Executives from BP, Shell, Exxon Mobil and Halliburton, Dick Cheney’s old firm, are expected to congregate at the Paddington Hilton for a two-day chinwag with top-level officials from Iraq’s oil ministry.
The gathering, sponsored by the British Government, is being described as the “premier event” for those with designs on Iraqi oil, and will go ahead despite opposition from Iraqi oil workers, who fear their livelihoods are being flogged to foreigners. The Met will be on hand to secure the venue ahead of the conference.
“This is a networking opportunity for UK businesses involved in Iraqi oil,” explained Dr Hussain Rabia, managing director of the consultancy Entrac Petroleum Ltd. “We have the moral support of the UK government. They’re bringing the guys over from Iraq, offering them visas. We expect all the big oil companies to be there,” he said.
Delegate numbers are described as “confidential”. Shell spokesman Simon Buerk would not confirm that a representative of the company would be attending, but said he “wouldn’t be at all surprised if they were”.
“We aspire to establish a long-term presence in Iraq,” he said. “We have been helping the [Iraqi] Ministry of Oil and engineers with training.”
Those who have purchased their £1,200 tickets can expect access to executives from Iraq’s oil ministry, including Salem Razoky, the director general of exploration.
But Iraqi oil workers are furious about the conference. “The second phase of the war will be started by this conference carving up the industry,” said an outraged Hasan Juma’a, head of the Iraqi General Union of Oil Employees. “It is about giving shares of Iraq to the countries who invaded it – they get a piece of the action as a reward. The British government will back this action in order to pay its debt in Iraq.”
Multinationals Plotting to Seize Iraq’s Oil Wealth
Hasan, who represents 23,000 skilled oil workers, fears that deals struck at the conference will see profits from Iraq’s massive oil reserves — the second richest in the world — lining the pockets of multinational corporations at the expense of the Iraqi people.
Previous form suggests his concerns are well founded. Under the initial wage table drawn up by Paul Bremer’s provisional Baghdad government in September 2003, oil workers were to receive a minimum monthly pay packet of £25. After a threatened union strike, it was raised to £38. And, Hasan insists, “Iraqi oil workers are good enough to rebuild without any need of help. ”
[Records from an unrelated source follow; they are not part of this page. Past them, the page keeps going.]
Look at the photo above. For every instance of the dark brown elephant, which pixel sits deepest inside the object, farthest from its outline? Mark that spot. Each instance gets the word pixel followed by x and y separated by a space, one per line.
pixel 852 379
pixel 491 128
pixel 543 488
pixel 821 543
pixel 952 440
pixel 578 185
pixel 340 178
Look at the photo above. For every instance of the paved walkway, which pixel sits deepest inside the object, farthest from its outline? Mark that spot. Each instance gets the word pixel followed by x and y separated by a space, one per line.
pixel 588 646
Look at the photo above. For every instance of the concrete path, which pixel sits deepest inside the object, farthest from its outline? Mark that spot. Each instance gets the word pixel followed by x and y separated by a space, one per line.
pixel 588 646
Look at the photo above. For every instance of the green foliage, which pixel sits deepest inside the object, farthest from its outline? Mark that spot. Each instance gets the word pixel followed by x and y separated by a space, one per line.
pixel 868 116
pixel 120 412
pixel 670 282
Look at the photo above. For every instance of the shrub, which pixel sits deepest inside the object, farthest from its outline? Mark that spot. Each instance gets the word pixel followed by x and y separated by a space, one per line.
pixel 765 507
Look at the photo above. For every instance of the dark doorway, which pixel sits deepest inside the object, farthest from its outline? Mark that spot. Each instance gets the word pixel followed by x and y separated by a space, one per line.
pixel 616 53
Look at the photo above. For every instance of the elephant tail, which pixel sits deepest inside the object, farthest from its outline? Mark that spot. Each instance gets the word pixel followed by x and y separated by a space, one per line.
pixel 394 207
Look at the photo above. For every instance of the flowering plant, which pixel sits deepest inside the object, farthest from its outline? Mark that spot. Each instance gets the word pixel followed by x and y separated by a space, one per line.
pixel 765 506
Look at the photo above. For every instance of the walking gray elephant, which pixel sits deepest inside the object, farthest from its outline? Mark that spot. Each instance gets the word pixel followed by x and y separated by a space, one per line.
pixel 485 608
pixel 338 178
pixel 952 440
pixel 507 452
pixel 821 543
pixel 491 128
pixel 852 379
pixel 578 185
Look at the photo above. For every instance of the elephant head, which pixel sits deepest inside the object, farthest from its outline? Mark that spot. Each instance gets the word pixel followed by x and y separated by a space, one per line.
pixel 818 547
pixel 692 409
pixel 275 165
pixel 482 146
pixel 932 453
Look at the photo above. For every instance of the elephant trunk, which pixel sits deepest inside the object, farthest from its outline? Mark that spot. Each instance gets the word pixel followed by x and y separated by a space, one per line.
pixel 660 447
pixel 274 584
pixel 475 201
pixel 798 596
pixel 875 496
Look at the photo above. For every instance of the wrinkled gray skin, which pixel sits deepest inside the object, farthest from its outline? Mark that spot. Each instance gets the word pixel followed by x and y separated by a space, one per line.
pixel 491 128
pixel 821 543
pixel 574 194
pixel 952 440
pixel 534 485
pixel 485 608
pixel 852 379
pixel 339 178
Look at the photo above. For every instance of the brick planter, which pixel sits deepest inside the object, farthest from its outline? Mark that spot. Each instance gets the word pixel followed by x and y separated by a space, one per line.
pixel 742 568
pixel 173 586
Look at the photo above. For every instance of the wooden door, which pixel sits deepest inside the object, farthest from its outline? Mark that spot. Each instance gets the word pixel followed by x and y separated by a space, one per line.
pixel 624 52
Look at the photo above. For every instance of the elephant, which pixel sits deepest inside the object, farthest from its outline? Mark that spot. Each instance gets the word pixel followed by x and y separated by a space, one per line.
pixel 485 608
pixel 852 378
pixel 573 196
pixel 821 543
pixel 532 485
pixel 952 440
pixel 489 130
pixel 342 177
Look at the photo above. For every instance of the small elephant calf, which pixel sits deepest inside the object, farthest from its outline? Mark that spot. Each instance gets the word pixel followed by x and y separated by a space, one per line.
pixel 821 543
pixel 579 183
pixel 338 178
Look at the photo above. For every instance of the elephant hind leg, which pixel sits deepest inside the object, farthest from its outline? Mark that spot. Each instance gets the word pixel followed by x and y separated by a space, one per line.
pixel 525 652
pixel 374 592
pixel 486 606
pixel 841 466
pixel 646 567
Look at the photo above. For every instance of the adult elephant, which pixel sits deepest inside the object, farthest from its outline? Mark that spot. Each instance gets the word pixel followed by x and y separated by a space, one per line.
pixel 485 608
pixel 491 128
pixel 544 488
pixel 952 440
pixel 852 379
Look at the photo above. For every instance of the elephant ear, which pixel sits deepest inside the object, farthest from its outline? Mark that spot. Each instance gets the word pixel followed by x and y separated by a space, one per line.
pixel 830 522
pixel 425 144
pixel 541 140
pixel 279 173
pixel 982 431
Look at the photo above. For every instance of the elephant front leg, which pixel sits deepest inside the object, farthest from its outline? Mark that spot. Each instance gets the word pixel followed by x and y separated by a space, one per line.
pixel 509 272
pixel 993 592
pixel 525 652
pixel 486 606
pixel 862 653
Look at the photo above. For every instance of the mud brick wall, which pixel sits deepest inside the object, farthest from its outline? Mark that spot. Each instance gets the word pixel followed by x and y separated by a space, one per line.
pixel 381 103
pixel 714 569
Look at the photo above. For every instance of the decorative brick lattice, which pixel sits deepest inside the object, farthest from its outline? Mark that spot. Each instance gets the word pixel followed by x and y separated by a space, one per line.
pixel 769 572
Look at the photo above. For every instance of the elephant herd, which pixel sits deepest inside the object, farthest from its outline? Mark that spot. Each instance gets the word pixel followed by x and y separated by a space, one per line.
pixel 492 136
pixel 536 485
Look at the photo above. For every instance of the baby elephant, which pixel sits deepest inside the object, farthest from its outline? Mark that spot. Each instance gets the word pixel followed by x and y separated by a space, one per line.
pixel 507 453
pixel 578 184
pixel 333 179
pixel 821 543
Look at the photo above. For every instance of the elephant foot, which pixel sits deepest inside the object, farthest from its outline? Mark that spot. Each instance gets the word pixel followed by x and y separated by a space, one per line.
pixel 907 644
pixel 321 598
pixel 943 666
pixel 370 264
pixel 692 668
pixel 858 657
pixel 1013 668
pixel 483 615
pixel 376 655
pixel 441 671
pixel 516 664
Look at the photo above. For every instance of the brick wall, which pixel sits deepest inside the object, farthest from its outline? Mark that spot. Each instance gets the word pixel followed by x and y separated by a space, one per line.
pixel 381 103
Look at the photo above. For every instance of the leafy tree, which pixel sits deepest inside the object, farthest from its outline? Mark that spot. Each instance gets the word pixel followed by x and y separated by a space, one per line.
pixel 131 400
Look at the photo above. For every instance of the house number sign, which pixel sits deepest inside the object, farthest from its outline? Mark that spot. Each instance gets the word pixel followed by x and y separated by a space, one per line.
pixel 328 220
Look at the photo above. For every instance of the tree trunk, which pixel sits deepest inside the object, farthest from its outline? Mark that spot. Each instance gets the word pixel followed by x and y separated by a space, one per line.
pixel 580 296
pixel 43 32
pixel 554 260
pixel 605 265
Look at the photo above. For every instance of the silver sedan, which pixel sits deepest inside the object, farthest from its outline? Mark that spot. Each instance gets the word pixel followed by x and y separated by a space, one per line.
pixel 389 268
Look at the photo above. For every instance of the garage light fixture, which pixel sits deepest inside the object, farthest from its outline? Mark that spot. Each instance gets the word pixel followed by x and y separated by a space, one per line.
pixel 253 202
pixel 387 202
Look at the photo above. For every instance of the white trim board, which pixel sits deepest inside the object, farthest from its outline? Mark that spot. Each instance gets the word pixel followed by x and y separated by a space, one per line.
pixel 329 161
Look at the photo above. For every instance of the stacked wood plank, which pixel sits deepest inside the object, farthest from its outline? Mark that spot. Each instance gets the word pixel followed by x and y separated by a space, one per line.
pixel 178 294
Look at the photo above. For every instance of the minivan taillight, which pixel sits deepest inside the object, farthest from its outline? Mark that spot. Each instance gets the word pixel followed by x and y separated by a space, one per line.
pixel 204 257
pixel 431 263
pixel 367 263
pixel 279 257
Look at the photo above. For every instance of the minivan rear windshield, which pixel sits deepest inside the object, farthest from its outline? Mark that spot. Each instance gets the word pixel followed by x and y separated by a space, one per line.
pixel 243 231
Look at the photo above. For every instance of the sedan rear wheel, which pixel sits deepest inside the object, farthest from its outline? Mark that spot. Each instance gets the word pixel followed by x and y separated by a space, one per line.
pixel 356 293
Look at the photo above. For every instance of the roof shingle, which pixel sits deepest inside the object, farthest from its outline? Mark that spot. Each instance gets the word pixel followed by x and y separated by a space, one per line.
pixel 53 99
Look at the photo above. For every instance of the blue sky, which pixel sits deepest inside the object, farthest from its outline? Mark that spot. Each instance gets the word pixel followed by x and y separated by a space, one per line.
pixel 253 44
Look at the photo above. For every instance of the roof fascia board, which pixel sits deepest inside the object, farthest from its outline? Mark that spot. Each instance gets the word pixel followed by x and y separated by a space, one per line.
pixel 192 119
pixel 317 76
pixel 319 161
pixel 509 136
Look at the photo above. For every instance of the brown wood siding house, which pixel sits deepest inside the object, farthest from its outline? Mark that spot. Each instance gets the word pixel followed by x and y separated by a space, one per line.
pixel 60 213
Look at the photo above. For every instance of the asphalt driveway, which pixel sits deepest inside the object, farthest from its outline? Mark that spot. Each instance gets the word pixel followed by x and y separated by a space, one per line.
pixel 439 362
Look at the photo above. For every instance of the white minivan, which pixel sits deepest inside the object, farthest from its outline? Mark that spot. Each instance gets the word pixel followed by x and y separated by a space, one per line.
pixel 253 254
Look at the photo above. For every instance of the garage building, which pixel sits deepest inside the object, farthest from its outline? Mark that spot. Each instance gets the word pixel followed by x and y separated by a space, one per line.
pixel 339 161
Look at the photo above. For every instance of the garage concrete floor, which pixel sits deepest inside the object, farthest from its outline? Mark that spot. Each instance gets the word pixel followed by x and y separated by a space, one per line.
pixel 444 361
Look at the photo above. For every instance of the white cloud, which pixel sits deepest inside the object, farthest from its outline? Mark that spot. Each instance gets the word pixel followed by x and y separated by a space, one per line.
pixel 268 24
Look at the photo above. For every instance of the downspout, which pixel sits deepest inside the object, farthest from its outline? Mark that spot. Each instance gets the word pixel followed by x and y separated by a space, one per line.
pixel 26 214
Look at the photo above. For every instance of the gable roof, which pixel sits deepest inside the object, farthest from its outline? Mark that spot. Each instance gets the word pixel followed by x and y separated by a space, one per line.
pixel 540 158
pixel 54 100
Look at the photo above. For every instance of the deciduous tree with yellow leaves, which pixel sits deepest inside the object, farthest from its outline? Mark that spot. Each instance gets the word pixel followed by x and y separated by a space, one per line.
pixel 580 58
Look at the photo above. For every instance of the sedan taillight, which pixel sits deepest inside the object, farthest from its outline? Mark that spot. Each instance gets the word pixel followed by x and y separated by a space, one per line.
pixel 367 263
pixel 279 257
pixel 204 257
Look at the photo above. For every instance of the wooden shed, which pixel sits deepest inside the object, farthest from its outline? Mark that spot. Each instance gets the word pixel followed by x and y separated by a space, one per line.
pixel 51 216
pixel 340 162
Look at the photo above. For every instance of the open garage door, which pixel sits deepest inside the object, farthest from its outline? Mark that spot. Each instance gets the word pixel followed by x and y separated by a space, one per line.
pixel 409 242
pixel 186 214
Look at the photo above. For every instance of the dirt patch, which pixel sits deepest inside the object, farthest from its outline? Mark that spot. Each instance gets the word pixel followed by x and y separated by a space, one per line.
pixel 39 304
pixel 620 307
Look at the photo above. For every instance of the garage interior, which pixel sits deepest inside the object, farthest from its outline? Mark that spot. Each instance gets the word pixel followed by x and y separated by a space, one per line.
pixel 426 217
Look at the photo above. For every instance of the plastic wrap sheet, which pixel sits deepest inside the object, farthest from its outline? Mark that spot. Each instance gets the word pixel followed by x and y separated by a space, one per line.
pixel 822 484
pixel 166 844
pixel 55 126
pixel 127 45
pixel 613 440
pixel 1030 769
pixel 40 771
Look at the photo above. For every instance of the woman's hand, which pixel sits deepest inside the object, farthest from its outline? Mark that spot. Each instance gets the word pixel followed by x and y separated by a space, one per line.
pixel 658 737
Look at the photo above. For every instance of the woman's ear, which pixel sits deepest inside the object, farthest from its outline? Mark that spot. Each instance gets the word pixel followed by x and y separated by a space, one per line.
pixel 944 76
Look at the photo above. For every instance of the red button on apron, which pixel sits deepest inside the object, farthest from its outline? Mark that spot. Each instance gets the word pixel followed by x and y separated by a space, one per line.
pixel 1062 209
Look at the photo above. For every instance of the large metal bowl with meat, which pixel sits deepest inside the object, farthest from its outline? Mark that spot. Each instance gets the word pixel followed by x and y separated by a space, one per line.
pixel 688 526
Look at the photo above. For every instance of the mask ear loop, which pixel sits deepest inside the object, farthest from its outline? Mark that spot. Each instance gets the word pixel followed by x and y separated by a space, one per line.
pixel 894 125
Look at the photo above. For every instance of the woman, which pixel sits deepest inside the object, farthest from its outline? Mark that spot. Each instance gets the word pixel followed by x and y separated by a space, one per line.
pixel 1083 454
Greg Muttitt, a researcher with Platform, an independent environmental think thank, agrees. “The decisions on how to carve up Iraq are being made behind closed doors in Washington, London and Baghdad.
“This conference is a key part of the plan to help multinational companies get stuck in once those arrangements are in place. It’s a corporate feeding frenzy — they’re not writing the recipes, they’re tucking in their napkins.”
Yahia Said, an Iraqi research fellow in global governance at the London School of Economics, commented:
“Iraq’s oil is very cheap to extract. In the lack of transparency and with Iraq under occupation, people suspect oil companies are up to foul play. But those companies wouldn’t yet dare sign a contract under the present government because it lacks legitimacy. But the oil companies are eyeing each other – this conference is like a dating game.”
As such, a spokesperson for British governmental body UK Trade & Investment insisted that “no contracts will be awarded” at the conference. “Although we believe that British and other companies can play a key role, it will be up to the Iraqis, through their elected representatives to decide whether there is a role for them or not.”
But the British government’s position is in line with that of conference organisers, who point to Iraq’s current oil output, which is stalled at 1.8million barrels per day, less than a third of what it could be.
“We all want to reconstruct Iraq,” argued Rabia. “You can have all the demos you want, but 70 per cent of people in my country don’t have sanitation. It’s 45 degrees there now. I’ve listened to a lot of people and there’s no way you can reconstruct without people from the UK and the US, and their money.”